The Sin of the Self-Righteous
“Your brother has come, and your father has killed the fattened calf, because he has received him back safe and sound.” But he was angry and refused to go in. Luke 15:27-28
Self-righteousness is one of those attributes that’s easy to see in others. In my own addiction, I was acutely sensitive to those whom I felt looked down on me. I knew everyone struggled with something and I was annoyed by those who were prideful about the fact that they’d never struggled with addiction. You’re not better than me. You’re just an arrogant jerk and you can’t see it!
Self-righteousness is one of those attitudes that is easy to adopt without seeing it in ourselves. As soon as I began to recover, it was natural to begin looking down on those who were still engaged in some struggle. What’s wrong with you? I dealt with my mess. Why don’t you?

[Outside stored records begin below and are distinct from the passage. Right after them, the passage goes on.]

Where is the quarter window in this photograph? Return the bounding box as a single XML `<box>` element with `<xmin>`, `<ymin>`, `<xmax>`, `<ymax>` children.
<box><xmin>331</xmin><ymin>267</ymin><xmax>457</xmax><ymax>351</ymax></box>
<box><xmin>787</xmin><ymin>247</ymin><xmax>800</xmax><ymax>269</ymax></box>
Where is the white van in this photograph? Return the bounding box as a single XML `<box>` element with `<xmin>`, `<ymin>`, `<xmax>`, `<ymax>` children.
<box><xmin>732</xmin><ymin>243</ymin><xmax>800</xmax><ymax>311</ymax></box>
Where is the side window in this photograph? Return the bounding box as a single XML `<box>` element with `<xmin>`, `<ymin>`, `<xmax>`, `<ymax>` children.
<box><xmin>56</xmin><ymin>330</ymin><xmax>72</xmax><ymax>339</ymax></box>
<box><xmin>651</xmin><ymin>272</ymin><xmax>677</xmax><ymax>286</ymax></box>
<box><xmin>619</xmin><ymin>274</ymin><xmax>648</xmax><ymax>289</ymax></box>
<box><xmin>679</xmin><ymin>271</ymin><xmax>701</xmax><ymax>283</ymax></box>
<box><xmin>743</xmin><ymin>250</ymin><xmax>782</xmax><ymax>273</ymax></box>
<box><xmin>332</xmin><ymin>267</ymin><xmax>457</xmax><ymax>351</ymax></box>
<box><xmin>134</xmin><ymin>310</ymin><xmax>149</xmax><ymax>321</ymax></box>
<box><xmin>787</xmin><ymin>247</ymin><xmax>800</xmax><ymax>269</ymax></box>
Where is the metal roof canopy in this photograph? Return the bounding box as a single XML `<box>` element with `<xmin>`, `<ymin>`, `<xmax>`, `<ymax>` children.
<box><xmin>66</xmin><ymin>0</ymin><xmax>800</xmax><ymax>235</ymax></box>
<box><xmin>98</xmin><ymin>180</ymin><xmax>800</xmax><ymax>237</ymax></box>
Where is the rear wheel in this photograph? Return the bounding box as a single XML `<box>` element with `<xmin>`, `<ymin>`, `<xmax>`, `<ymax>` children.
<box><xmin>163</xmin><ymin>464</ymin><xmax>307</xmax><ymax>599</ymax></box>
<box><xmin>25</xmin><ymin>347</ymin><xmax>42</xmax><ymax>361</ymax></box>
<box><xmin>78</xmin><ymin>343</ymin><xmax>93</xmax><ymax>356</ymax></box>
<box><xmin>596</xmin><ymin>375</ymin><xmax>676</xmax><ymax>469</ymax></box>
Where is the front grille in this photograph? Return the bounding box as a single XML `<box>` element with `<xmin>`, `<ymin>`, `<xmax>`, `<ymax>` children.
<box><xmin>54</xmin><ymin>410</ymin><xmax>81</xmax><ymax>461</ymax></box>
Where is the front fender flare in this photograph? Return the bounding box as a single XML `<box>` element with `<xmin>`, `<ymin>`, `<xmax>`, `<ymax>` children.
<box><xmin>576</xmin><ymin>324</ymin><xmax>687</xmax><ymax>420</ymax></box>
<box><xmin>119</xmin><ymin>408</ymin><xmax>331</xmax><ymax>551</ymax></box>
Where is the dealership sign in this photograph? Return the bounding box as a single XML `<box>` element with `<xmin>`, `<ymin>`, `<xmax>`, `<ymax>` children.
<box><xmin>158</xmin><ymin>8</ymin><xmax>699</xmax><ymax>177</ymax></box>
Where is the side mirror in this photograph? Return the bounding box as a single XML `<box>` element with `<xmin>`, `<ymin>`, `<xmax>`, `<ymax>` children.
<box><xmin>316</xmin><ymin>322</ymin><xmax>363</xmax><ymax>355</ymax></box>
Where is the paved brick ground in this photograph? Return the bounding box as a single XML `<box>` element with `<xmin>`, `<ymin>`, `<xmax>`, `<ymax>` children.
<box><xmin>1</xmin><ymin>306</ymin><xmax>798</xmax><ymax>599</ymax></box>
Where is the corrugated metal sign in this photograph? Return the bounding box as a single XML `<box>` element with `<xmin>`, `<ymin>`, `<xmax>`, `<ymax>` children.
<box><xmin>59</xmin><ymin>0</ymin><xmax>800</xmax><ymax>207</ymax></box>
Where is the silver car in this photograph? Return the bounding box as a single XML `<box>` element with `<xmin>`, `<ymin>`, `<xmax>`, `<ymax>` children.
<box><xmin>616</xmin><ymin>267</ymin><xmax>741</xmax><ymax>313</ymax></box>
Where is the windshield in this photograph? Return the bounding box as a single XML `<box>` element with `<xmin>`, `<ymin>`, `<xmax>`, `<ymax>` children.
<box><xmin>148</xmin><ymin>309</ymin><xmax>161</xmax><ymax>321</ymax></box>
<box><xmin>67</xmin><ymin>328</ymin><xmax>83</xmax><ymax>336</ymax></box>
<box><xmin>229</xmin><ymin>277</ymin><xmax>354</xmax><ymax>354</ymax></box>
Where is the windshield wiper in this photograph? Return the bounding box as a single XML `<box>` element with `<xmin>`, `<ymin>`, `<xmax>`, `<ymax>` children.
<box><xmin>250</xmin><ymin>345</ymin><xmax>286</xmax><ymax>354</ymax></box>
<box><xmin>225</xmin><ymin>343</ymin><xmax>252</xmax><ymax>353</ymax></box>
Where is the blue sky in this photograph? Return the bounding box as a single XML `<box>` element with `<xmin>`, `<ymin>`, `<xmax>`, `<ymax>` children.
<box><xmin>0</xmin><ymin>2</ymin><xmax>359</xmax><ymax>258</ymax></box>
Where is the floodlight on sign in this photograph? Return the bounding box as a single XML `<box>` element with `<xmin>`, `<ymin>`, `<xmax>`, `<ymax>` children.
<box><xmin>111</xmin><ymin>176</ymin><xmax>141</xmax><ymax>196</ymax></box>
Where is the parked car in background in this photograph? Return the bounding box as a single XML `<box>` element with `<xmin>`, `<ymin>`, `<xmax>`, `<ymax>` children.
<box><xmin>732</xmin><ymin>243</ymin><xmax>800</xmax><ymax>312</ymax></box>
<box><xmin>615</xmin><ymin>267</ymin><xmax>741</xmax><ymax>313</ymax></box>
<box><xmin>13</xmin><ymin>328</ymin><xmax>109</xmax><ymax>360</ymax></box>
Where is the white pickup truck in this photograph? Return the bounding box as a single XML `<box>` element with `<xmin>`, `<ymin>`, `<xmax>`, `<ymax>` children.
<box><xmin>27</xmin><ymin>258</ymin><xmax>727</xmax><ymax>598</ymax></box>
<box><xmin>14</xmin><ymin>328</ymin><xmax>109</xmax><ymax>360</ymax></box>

Self-righteousness was the sin of the older brother in the story of the prodigal son. In the parable, Jesus described how the younger brother returned home after running off and living recklessly. The loving father – who just wanted his son back – embraced the prodigal son, showered him with grace, and celebrated his return.
The older brother was bitter. Look, these many years I have served you, and I never disobeyed your command, yet you never gave me a young goat, that I might celebrate with my friends. But when this son of yours came, who has devoured your property with prostitutes, you killed the fattened calf for him (Luke 15:29-30)!
The older son refused to celebrate. He was right in believing that his little brother had sinned greatly. Where he went wrong though, was in believing himself to be better and more deserving of his father’s love. The story leaves us with the older brother remaining outside of the celebration and outside of his father’s grace. Believing himself to be good enough on his own, he couldn’t stand the grace of his father and so, he chose to live in exile from it. In the end, one of the brothers was healed by grace and one chose the misery of self-righteousness.
None of us are good enough to earn God’s love. We receive it only when we acknowledge our need and humbly turn to him. If we desire to live by grace, we must accept that we all struggle and that we all need the father.